Quando há interrupções nas cadeias de fornecimento entre os gigantes, o Brasil é, por vezes, chamado a preencher lacunas.

Exportamos mais soja para a China, mais carne bovina, mais petróleo.

O crescimento pontual de nossa balança comercial, no entanto, não representa um ganho estrutural.

Pelo contrário: ele reforça um modelo de especialização regressiva, ancorado na exportação de bens primários com baixo valor agregado.

Gera-se uma ilusão de prosperidade que posterga a necessidade de reindustrialização, de investimento em ciência e tecnologia, de diversificação produtiva.

Ao atender às demandas momentâneas do sistema, o Brasil renuncia, na prática, à construção de uma economia complexa e autônoma.

Fica preso à lógica da dependência funcional, ocupando o lugar que lhe é concedido nas cadeias globais de valor, sem disputar os espaços que exigiriam capacidade tecnológica, inovação e estratégia de Estado.

Diferentemente de países como Coreia do Sul, Vietnã e Índia, que têm construído ativamente sua inserção soberana nos circuitos internacionais, o Brasil parece resignado à sua condição periférica.

Quando os efeitos de uma guerra tarifária nos favorecem momentaneamente, contentamo-nos com o ganho imediato, como se fosse possível fundar um projeto de desenvolvimento sobre a aleatoriedade das brechas conjunturais.

Quando os impactos são adversos, limitamo-nos a lamentar a instabilidade e a reagir de modo errático, muitas vezes aprofundando nossas próprias fragilidades internas.

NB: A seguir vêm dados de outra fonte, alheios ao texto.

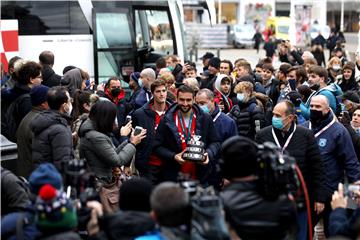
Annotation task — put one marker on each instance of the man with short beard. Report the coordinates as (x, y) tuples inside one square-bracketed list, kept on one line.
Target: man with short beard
[(336, 149), (318, 83), (116, 94), (149, 116), (182, 121)]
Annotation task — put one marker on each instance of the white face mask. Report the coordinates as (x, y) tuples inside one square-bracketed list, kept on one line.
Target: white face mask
[(68, 112)]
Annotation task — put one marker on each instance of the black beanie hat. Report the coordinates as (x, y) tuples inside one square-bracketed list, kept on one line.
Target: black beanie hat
[(135, 195), (215, 62), (352, 96)]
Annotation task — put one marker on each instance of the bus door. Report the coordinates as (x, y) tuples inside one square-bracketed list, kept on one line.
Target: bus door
[(114, 44), (154, 32)]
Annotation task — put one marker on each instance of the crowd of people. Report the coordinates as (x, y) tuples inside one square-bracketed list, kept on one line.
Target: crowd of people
[(95, 162)]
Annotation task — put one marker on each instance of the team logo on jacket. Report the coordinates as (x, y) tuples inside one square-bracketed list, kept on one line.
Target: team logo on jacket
[(322, 142)]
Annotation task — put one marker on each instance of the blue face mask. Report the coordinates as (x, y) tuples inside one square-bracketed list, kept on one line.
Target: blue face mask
[(343, 107), (277, 123), (205, 108), (240, 97)]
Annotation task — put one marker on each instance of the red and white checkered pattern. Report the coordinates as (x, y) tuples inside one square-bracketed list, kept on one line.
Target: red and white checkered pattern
[(9, 41)]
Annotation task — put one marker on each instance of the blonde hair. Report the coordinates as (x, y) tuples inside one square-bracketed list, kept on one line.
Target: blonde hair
[(244, 86), (193, 83), (167, 77), (332, 61)]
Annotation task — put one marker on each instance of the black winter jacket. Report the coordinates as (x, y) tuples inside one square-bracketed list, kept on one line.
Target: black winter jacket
[(247, 116), (101, 154), (304, 149), (253, 217), (144, 117), (52, 139), (168, 144), (50, 78)]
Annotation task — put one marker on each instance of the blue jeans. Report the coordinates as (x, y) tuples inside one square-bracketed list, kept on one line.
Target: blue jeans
[(302, 233)]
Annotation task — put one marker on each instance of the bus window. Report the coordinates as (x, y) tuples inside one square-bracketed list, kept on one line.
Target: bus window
[(46, 17), (158, 32), (112, 30)]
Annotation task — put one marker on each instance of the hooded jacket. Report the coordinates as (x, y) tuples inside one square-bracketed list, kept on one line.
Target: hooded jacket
[(350, 84), (330, 92), (337, 153), (50, 78), (168, 144), (100, 153), (52, 138), (72, 80), (145, 117), (248, 117)]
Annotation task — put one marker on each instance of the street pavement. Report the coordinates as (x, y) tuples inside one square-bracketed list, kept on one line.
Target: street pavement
[(253, 57)]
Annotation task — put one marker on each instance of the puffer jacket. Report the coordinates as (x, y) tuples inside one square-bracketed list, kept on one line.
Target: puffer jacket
[(100, 153), (52, 138), (249, 118)]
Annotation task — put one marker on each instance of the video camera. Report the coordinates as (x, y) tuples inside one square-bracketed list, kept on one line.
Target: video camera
[(276, 172)]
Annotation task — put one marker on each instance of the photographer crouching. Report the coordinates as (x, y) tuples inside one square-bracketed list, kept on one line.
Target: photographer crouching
[(249, 211)]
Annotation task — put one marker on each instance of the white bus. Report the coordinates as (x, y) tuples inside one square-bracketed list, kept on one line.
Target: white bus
[(105, 38)]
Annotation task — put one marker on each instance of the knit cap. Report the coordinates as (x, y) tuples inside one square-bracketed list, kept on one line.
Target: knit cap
[(135, 76), (54, 211), (46, 173)]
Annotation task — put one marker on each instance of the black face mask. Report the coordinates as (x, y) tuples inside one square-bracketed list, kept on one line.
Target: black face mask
[(115, 92), (315, 87), (316, 117)]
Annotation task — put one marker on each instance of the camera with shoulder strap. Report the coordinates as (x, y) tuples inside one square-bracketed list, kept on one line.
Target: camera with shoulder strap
[(276, 171)]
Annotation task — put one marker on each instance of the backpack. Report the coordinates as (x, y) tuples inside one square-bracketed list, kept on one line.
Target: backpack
[(9, 121), (208, 221)]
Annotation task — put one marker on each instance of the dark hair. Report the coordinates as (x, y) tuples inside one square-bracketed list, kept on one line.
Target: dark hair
[(113, 78), (47, 58), (259, 64), (56, 97), (102, 115), (284, 67), (209, 94), (12, 62), (80, 98), (320, 71), (268, 66), (231, 66), (68, 68), (157, 83), (301, 73), (84, 75), (305, 91), (170, 213), (185, 89), (192, 64), (160, 63), (290, 108), (27, 71)]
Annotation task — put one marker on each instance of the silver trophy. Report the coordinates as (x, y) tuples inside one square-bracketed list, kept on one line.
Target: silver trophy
[(195, 150)]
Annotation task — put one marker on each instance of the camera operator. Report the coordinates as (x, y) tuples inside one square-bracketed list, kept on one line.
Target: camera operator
[(173, 216), (341, 223), (247, 211)]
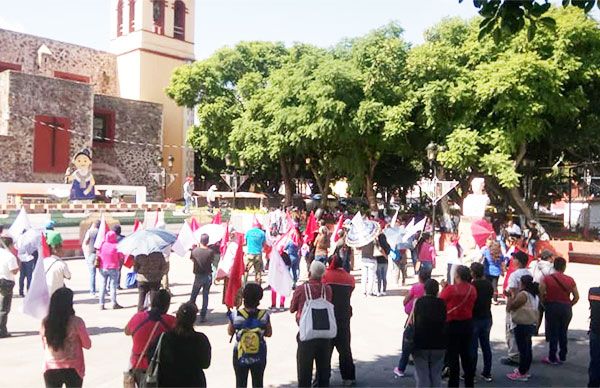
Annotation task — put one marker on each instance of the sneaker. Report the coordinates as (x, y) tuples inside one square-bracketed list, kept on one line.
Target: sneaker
[(548, 361), (509, 361), (486, 378), (398, 372), (516, 376)]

Em nenhum dos casos mobilizamos uma resposta que aponte para o futuro, com coerência e estratégia.

O que se consolida é uma inserção internacional passiva, reativa, descoordenada e estruturalmente vulnerável, expressão inequívoca da ausência prolongada de um projeto nacional.

Se desejamos romper com esse padrão de dependência, é necessário abandonar a ilusão de que vantagens comparativas espontâneas bastam para promover desenvolvimento.

O que distingue os países que ascendem na hierarquia econômica internacional não é a docilidade com que se adaptam às conjunturas, mas a intencionalidade com que constroem complexidade produtiva.

Isso exige mais do que reformas pontuais ou medidas reativas.

Exige o redesenho de uma política industrial comprometida com o adensamento tecnológico das cadeias produtivas, com a agregação de valor e com o fortalecimento de setores estratégicos.

Implica investir em capital humano, articular universidades e centros de pesquisa ao setor produtivo, e recuperar o papel do Estado como coordenador de processos de transformação estrutural.

Exige, sobretudo, compreender que soberania econômica não se conquista por meio de reações voluntaristas, mas se edifica com planejamento de longo prazo, visão sistêmica e um compromisso inegociável com a superação das desigualdades estruturais que ainda nos confinam ao papel de exportadores de matérias-primas e importadores de tecnologia e bens de alto valor agregado.

Reposicionar o Brasil na economia global não será fruto de gestos simbólicos nem de discursos ocasionalmente proferidos por autoridades políticas nacionais em fóruns multilaterais onde, com frequência, ocupamos o lugar ambíguo de convidados promissores, porém eternamente periféricos.

Trata-se de um processo exigente, que demanda convergência institucional, lucidez estratégica e coragem intelectual para enfrentar os interesses enraizados de elites que prosperam à sombra da estagnação e da perpetuação de nossa subserviência econômica.

Mais do que reagir às circunstâncias, é necessário assumir a responsabilidade de moldá-las.

E isso só é possível quando um país se reconhece não como espectador tolerado de sua própria trajetória, mas como sujeito histórico dotado da vontade e da capacidade de reescrevê-la.